1/29/2014

Sotheby's Capital Allocation Review


Forbes is reporting that Sotheby's has announced a new capital allocation plan which will return $325 million back to investors through a special divined and share repurchase plan. As many are aware, Sotheby's management has been under fire from a group of activist investors wishing to change the structure of the international auction house. Sotheby's credit rating was downgraded due to the new and more aggressive financial plan.

Forebes reported on the new allocation plan
The onslaught of activist investing has pushed art power house Sotheby’s to take an aggressive financial step to fend of the likes of billionaire Daniel Loeb.  On Tuesday, the auction house founded in 1744 announced plans to return $325 million to investors this year through a special dividend and share repurchase program that will force Sotheby’s to repatriate foreign cash and caused its credit rating to be slashed by S&P.

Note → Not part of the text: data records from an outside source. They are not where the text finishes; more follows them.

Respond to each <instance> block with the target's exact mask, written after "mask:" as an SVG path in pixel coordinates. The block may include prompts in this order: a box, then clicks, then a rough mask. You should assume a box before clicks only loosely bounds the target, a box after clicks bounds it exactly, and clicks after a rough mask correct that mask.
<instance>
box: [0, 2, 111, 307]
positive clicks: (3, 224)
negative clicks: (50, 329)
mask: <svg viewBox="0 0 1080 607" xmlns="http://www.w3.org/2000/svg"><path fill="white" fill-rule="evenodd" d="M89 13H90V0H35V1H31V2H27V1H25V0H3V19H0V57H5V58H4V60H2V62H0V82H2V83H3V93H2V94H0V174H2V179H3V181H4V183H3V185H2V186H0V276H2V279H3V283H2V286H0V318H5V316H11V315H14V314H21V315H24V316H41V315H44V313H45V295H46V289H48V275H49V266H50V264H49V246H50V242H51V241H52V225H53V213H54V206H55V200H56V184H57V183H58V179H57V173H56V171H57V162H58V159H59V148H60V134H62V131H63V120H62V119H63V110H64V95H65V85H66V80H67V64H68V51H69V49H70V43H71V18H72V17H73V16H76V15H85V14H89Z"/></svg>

For the hedge funds, though, management didn’t go far enough: Marcato’s Mick McGuire called for Sotheby’s to return $1 billion to shareholders over the next 12 months, while Third Point still has its crosshairs on CEO Bill Ruprecht’s head.

Facing up to the risks of being a publicly traded company, Sotheby’s tried to please its high-profile investors with a series of initiatives aimed to returning about $500 million to shareholders in the near-term.  The company’s policies should allow it to invest $90 million this year in growth initiatives, Sotheby’s said.

The announcement is the culmination of a review of the company’s capital allocation and financial policies after CEO Bill Ruprecht and his management team received a letter by Dan Loeb blasting the company for its inefficient use of capital.  From highlighting Ruprecht’s “generous pay package and scant stock holdings [and] a perquisite package that invokes the long-gone era of imperial CEOs: a car allowance, coverage of tax planning costs, and reimbursement for membership fees and dues to elite country clubs,” to noting hundreds and thousands of dollars were spent on “an extravagant lunch and dinner at a famous ‘farm-to-table’ New York area restaurant where Sotheby’s senior management feasted on organic delicacies and imbibed vintage wines,” Loeb hit management where it hurt.  He was seconded in his activism by Mitch McGuire of Marcato Capital Management and Nelson Peltz of Trian, who liquidated his position last November.

Sotheby’s plans to issue a $300 million special dividend and announced a $150 million share repurchase program, of which $25 million are expected to be deployed before year-end.  Management expects about $150 to $200 million to be returned to shareholders through debt-financing of their loan portfolio, and $22 million in savings.  The auction house also split its core agency business and financial services business, putting a 15% return on investment (ROI) target on the first and a 20% target on the second.

A major point in dispute for some time has been the costs of keeping Sotheby’s’ two marquee headquarters, located on York Avenue in New York and on Bond Street in London.  After concluding they don’t need all that square footage in New York’s upper east side, the company has been looking at bids, and is evaluating the sale of roughly 50% of that property, according to Stifel’s David Schick.  Sitfel’s analyst had estimated Sotheby’s could around $700 million in additional value from the sale of its New York HQ, but “now believes this may yield less value than expected by the Street.”  Sotheby’s is also analyzing what to do with its Bond Street property, but doesn’t seem to keen on getting rid of it at this juncture.

Credit rating agency Standard & Poor’s gave its verdict on the company’s plans, lowering their rating from BB+ to BB with a negative outlook.  Blaming the “more aggressive financial policy,” S&P’s research team noted Sotheby’s’ credit profile could be impaired this year.

The initial reaction to the auction house’s announcement was overwhelmingly positive, with the Stock rallying more than 6% in pre-market trading.  Indeed, shares in Sotheby’s have been flying high over the past 12 months, leaving other luxury names like Bernard Arnault’s LVMH Moet Hennessy and Coach COH -1.78%, as well as the S&P 500, in the dust.  The stock has actually been among the best in class, trading alongside names like Michael Kors and Tiffany’s.

The day’s gains were quickly reversed, though, as the stock fell even lower than the broader market.  Marcato’s McGuire’s response, which called for management to return $1 billion to shareholders this year using earnings from 2013 and 2013, capital from their financial services unit, and real estate transactions, definitely helped the bearishness.  Third Point’s Loeb, the company’s biggest shareholders, decided not to comment at the time.

Sotheby’s and its management team are liked within the industry, but have to face the realities of being a publicly traded company.  With activism on the rise, scrutiny of their business practices and decisions can result in a public battle with hedge funds, forcing companies to take aggressive steps.  Sotheby’s not only announced a financial step to return capital, it also adopted a poison pill designed to protect management from proxy fights against Loeb and McGuire.  This raises the question whether Sotheby’s wouldn’t be in a better position if it was privately owned, like rivals Christie’s currently under Francois Pinault’s control.